Imanishi-Kari's notebooks were apparently very messy and difficult to decipher. They contained paper strips of instrument readings that were taped to pages, and which were in varying colors and degrees of fadedness, printed with varying ribbons on a variety of printers. The pages themselves appeared out of order, dates were scratched through and corrected, there was white-out correction fluid used back-to-back on both sides of some sheets, and mechanical impressions suggested that pages were, in fact, dated out of the order they were written. The question naturally arose whether this messiness was the product of a clumsy, hurried attempt to deceive. Thus, the U. S. Secret Service was asked to perform forensic analysis on the notebooks. Part of the forensics was to compare Imanishi-Kari's notebooks against a sample of the notebooks of other scientists.
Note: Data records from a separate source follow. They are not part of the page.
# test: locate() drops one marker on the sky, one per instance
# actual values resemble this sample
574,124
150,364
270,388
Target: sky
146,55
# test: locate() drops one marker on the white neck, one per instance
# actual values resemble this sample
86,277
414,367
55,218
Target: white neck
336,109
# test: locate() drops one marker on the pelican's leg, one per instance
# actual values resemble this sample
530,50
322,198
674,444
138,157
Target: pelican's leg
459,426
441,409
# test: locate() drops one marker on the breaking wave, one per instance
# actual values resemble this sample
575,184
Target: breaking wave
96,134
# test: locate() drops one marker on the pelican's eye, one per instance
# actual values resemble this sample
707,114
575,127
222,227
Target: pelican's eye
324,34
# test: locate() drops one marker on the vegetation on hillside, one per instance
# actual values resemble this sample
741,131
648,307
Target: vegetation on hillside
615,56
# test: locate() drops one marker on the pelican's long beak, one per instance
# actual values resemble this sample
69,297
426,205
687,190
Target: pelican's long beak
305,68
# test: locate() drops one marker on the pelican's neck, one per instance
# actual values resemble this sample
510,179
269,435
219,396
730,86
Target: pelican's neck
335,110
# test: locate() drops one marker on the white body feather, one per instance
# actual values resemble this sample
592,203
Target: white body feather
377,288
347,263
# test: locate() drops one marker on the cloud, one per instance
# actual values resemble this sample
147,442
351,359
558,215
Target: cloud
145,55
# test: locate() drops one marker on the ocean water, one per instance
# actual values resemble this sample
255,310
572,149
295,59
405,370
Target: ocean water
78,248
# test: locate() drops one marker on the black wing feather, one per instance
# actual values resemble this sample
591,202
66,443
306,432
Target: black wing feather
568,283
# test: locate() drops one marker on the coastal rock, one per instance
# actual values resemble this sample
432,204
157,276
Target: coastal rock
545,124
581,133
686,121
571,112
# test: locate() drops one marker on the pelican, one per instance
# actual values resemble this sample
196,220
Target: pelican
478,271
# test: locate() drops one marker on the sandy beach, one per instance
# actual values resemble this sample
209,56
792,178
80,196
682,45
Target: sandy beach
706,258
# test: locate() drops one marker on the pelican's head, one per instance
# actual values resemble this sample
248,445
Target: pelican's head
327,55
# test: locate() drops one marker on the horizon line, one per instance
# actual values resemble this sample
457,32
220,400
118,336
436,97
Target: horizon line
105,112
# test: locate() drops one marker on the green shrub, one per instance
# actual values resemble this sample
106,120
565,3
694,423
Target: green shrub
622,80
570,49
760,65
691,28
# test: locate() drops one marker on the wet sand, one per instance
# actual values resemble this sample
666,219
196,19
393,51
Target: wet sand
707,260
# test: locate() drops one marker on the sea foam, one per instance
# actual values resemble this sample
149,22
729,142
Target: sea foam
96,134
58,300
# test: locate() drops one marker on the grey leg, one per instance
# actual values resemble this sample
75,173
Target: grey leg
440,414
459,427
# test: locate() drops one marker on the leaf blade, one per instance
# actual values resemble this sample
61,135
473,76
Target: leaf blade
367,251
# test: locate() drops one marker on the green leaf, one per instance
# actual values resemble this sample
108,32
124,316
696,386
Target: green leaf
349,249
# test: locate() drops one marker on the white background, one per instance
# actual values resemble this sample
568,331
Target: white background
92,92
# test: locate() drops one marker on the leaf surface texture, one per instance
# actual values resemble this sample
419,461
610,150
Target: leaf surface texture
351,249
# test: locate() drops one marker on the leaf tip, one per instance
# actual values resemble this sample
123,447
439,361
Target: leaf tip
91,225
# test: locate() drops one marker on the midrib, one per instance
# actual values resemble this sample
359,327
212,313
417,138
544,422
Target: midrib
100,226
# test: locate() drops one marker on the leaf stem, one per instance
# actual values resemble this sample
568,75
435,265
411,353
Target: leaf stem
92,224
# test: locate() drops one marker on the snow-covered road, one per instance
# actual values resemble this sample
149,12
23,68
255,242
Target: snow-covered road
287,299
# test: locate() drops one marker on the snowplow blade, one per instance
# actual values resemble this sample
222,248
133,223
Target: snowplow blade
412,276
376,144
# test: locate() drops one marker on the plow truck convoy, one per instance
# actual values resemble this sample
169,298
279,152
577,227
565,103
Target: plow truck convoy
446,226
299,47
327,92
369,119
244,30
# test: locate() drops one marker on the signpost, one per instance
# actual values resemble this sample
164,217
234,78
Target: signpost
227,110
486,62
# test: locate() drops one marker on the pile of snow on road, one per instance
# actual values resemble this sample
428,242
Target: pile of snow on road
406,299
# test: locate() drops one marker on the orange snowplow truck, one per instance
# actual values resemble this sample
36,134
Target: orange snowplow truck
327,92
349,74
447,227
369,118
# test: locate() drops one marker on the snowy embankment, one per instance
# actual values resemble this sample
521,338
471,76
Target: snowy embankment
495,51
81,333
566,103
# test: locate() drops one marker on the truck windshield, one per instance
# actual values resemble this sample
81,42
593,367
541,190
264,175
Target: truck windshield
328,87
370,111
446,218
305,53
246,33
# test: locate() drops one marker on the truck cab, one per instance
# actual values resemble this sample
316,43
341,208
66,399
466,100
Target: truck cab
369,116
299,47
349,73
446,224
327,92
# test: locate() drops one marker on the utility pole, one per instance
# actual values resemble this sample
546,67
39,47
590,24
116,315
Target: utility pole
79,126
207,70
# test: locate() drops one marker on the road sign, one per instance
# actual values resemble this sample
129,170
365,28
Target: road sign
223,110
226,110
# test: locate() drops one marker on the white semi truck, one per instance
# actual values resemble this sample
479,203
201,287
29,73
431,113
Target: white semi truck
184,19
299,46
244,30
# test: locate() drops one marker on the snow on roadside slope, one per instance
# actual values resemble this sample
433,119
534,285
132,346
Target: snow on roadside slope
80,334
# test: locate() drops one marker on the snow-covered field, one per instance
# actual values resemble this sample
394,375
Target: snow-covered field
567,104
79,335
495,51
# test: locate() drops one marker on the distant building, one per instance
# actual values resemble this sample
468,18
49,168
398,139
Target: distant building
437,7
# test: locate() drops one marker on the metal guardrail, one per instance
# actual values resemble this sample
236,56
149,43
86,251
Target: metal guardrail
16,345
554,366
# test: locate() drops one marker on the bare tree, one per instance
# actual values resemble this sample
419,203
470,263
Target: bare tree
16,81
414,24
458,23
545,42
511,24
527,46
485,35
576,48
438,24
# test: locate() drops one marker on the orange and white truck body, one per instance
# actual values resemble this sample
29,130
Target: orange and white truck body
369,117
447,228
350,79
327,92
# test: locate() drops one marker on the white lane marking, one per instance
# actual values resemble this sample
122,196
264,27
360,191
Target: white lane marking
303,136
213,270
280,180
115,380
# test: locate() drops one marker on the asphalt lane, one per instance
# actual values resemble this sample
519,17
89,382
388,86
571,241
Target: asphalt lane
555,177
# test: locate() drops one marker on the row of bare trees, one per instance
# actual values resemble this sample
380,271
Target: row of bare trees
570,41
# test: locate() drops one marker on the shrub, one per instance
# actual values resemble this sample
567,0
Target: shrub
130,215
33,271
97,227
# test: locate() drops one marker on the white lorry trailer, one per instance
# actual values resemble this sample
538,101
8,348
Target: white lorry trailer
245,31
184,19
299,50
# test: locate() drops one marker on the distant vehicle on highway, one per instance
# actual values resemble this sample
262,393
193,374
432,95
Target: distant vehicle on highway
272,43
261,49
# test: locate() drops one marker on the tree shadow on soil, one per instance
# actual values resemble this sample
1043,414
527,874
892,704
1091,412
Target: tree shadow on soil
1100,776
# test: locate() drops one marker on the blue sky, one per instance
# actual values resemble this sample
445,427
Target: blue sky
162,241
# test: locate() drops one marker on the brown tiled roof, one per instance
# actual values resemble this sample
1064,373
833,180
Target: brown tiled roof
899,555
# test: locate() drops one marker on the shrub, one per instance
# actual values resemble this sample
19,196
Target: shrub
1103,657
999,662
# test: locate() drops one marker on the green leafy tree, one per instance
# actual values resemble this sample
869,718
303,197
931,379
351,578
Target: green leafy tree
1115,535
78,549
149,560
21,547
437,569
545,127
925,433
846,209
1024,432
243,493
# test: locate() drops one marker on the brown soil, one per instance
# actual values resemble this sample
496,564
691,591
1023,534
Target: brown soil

Secret Service investigators were unable to examine more than a tiny fraction (an estimate was perhaps 1%) of the notebooks produced by researchers in the same laboratory during the same time period. In the forum of the hearing, Imanishi-Kari's counsel cross examined one of the Secret Service investigators about why he had not included for examiniation the laboratory notebook of Moema Reis, at one time a research collaborator of Imanishi-Kari. The agent testified that they excluded this notebook because it looked a lot like that of Imanishi-Kari so they were "...unwilling to use that as an example of what a normal or a usual notebook would be."

Since an explicit goal of the comparison was to establish the normalcy of Imanishi-Kari's notebook, the decision to exclude other notebooks that looked like hers becomes an implicit definition of hers as being abnormal. The neat circular logic is...
Collect a sample of notebooks to establish a norm.
Exclude from the sample notebooks that appear similar to that of the subject.
Conclude that the subject notebook is unusual and abnormal.